The findings show that of the total 40 TV programmes launched on GEC, only 20 obtained print PR coverage. Of these, on the basis of the quantum of PR coverage, the top five programmes come under the microscope. These include ‘Saath Phere’ and ‘Hum Paanch’ on Zee TV, STAR Plus’ ‘Sai Baba’, ‘Indian Idol 2’ on Sony, and ‘Kittu… Sab Jaantii Hai’ on SaharaOne. Of these, the maximum Column Centimeters (CCM) eater was ‘Indian Idol 2’ with a share of 33 per cent.

‘Hum Paanch’ followed with a 23 per cent share, while SaharaOne has a 20 per cent share. Both ‘Sai Baba’ and ‘Saath Phere’ had 12 per cent share each. Correspondingly, ‘Idol’ opened to a 3.75, ‘Hum Paanch’, which launched the same day as ‘KBC 2’, delivered an opening number of 1.27, ‘Sai Baba’, 2.56. ‘Saath Phere’ generated a 1.92 and ‘Kituu…’ threw a 0.71.

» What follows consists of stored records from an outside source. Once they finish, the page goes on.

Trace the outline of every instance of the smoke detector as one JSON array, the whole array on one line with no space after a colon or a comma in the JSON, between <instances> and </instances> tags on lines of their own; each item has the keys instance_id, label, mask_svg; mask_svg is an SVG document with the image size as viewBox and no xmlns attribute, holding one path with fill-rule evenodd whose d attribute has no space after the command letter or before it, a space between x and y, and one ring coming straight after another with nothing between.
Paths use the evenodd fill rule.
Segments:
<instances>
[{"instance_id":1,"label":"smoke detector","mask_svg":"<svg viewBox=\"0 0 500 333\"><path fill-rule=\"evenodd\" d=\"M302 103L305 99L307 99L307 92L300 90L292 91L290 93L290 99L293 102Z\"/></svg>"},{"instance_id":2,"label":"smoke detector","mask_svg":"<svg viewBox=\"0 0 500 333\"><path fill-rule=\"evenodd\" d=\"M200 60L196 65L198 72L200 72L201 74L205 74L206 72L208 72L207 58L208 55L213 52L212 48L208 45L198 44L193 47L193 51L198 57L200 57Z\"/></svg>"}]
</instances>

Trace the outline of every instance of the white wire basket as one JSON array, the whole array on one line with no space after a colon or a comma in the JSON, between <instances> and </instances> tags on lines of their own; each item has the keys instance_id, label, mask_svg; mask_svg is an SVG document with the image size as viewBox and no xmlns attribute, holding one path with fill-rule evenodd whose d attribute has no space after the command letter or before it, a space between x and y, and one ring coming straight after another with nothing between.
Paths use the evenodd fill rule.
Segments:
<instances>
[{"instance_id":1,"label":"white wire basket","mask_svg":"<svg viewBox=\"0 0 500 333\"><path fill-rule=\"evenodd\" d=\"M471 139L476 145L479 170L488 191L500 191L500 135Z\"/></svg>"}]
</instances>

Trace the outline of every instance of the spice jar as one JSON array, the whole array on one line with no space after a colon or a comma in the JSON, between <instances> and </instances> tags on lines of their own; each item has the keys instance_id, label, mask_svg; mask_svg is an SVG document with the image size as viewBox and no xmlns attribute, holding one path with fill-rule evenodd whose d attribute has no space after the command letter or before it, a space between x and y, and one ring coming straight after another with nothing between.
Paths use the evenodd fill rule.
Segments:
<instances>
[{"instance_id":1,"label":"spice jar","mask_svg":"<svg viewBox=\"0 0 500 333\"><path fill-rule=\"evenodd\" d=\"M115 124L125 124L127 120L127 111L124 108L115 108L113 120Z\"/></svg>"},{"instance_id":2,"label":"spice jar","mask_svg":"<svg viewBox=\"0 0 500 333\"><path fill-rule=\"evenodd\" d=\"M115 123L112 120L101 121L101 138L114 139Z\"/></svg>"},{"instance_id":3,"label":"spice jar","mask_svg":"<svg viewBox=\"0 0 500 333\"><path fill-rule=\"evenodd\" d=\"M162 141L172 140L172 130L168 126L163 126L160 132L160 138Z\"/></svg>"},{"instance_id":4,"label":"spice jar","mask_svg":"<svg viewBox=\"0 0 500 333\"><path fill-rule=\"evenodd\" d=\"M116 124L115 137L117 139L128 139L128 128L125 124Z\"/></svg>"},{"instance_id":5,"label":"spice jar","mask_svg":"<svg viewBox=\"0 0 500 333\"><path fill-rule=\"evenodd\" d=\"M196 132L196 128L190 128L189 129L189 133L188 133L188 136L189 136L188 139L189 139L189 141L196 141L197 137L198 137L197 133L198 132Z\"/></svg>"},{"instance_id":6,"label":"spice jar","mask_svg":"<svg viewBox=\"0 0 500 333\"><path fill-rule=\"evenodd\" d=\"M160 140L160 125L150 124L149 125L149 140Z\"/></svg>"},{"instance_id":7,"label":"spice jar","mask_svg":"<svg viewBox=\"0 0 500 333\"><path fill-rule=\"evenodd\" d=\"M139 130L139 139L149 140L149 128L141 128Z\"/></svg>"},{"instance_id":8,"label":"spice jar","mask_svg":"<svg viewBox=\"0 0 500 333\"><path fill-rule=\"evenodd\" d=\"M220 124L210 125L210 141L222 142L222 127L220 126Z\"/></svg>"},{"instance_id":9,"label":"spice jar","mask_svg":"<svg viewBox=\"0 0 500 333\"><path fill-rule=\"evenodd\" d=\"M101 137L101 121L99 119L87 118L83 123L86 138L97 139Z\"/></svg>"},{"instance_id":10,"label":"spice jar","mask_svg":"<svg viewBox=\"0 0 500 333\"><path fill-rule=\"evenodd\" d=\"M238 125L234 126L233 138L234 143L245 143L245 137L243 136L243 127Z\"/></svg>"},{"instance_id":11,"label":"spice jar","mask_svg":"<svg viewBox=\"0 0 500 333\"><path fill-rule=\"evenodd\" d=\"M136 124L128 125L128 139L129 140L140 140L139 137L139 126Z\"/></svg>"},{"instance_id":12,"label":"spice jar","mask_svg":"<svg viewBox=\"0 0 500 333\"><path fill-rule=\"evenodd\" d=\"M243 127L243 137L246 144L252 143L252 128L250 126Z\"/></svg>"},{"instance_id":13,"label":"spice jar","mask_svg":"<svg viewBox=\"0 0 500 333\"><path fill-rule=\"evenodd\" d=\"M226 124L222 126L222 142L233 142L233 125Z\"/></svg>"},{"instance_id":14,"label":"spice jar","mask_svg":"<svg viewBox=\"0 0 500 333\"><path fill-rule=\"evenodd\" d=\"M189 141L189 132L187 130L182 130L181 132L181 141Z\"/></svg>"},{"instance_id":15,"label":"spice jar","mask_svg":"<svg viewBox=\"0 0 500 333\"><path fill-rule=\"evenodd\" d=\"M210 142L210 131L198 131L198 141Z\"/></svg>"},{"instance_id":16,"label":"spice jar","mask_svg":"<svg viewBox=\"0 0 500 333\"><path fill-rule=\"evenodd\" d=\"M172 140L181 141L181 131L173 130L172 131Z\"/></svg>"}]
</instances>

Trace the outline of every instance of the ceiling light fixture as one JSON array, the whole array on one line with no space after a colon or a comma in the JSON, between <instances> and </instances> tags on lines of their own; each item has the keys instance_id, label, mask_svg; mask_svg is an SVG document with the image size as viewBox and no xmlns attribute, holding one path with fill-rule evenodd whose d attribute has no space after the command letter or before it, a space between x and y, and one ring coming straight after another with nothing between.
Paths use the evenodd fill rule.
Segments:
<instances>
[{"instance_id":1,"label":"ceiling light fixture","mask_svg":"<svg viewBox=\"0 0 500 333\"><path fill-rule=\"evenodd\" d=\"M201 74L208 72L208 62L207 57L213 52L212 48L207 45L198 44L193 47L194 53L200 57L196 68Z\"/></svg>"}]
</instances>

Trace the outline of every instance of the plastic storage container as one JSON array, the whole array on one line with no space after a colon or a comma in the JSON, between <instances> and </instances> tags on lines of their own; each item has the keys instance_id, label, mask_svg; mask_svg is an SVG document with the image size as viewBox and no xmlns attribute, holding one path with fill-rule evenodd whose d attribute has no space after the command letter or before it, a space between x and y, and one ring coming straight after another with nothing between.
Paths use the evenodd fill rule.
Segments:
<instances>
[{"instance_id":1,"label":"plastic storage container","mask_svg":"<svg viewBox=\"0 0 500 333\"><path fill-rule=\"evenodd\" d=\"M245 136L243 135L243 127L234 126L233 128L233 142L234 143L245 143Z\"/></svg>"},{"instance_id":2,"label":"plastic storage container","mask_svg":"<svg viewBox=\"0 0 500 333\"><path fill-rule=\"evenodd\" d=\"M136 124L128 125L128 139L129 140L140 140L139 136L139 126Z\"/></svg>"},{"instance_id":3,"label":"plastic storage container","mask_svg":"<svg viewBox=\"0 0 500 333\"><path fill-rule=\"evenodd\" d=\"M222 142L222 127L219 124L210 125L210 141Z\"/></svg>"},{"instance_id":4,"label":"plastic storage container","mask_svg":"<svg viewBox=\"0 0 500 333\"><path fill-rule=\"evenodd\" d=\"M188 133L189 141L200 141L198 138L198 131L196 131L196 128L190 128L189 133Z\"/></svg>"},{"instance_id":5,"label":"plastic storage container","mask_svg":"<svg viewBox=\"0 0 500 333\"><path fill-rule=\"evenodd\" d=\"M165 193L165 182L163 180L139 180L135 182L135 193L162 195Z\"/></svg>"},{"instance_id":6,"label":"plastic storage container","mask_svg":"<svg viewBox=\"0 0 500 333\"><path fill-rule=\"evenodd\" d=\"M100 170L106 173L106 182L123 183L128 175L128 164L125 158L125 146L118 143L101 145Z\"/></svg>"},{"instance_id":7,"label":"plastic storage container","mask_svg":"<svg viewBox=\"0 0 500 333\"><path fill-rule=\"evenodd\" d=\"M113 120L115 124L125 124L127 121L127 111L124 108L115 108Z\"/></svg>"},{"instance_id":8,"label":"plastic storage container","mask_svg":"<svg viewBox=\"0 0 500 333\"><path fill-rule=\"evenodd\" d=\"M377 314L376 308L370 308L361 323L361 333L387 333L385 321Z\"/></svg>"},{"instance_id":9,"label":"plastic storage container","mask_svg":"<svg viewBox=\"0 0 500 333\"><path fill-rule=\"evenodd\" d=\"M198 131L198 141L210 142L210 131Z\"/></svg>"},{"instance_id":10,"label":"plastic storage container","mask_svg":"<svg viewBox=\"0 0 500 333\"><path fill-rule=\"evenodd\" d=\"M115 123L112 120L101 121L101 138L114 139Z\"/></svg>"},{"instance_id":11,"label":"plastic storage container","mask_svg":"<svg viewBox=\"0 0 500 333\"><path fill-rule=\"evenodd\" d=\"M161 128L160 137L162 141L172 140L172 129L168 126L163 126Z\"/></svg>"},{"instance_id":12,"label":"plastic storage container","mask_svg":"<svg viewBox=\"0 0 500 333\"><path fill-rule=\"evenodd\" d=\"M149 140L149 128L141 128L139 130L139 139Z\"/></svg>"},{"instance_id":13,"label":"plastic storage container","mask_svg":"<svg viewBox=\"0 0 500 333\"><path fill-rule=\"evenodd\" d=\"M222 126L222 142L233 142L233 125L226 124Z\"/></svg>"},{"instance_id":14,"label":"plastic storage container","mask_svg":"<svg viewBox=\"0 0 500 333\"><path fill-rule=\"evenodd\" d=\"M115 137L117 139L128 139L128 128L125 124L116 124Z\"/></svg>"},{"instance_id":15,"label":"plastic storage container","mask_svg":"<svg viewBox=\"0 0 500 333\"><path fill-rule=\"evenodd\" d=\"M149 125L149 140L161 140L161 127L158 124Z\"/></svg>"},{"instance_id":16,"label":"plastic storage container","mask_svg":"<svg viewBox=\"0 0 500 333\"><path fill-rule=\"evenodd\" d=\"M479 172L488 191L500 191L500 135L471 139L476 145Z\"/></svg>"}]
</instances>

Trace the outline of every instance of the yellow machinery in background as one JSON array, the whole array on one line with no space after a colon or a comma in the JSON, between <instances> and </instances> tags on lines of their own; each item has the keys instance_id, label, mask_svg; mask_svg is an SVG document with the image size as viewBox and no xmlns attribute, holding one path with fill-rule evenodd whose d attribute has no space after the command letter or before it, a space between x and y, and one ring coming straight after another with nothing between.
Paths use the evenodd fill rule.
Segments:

Industry players are aware of the growing importance of PR. Deepak Segal, EVP, Content and Communication, STAR India, said, “PR as a component is important throughout the journey of a programme, but the most crucial role it plays is during the launch of a show. The audience need to be given more information on the show and advertising can’t do that for you.”

In addition to that, he felt that PR brought ‘credibility’ to the information. A point that SaharaOne’s COO, Purnendu Bose agreed with. “There is a certain authenticity that comes when a third party writes about a property and that plays an effective role in creative buzz around the show,” Bose added.

Zee TV, Marketing Head, Tarun Mehra, said, “PR is perhaps the most effective marketing tool, which can be used not just to create a positive story but simple buzz around a forthcoming property. In light of the fact that there are new shows launching by the dozens and competition is coming from other genre as well, you need all kinds of push for a show and PR helps deliver that.”

Adding more to this, Segal said, “Advertising is just to create awareness, PR is used to create interest around a show and going forward, it is used to help maintain or give further momentum to a show.”

“An ad is an ad,” said Bose, “but constant communication of facts and figures to the viewer is crucial. As the mediums to reach the viewer are increasing, PR is finding its footing better in the industry.” Mehra added, “What better way to substantiate this than the fact that media houses have understood the importance of PR and some have monetised that as well.”

The tool is still nascent in India as compared to the international markets, but research indicates that PR is an important part of the marketing plan. What a channel anyways gets maybe good, but the attempt to get a mention in the editorial space is vital.

This study of Eikona also showed that 83 per cent of the new launches were in the prime time slot. 50 per cent of these programmes were weeklies, 25 per cent, dailies, 17 per cent, bi-weeklies, and 8 per cent were weekenders. Drama and reality shows together made up 60 per cent of the programme genre. Of the remaining, 27 per cent belonged to comedy, 9 per cent, game shows, and horror and mythology shared 2 per cent each.

As is known, Eikona PR Track specialises in monitoring and analysing PR and media coverage for advertisers across TV, print (newspapers and magazines), the Internet and trade journals.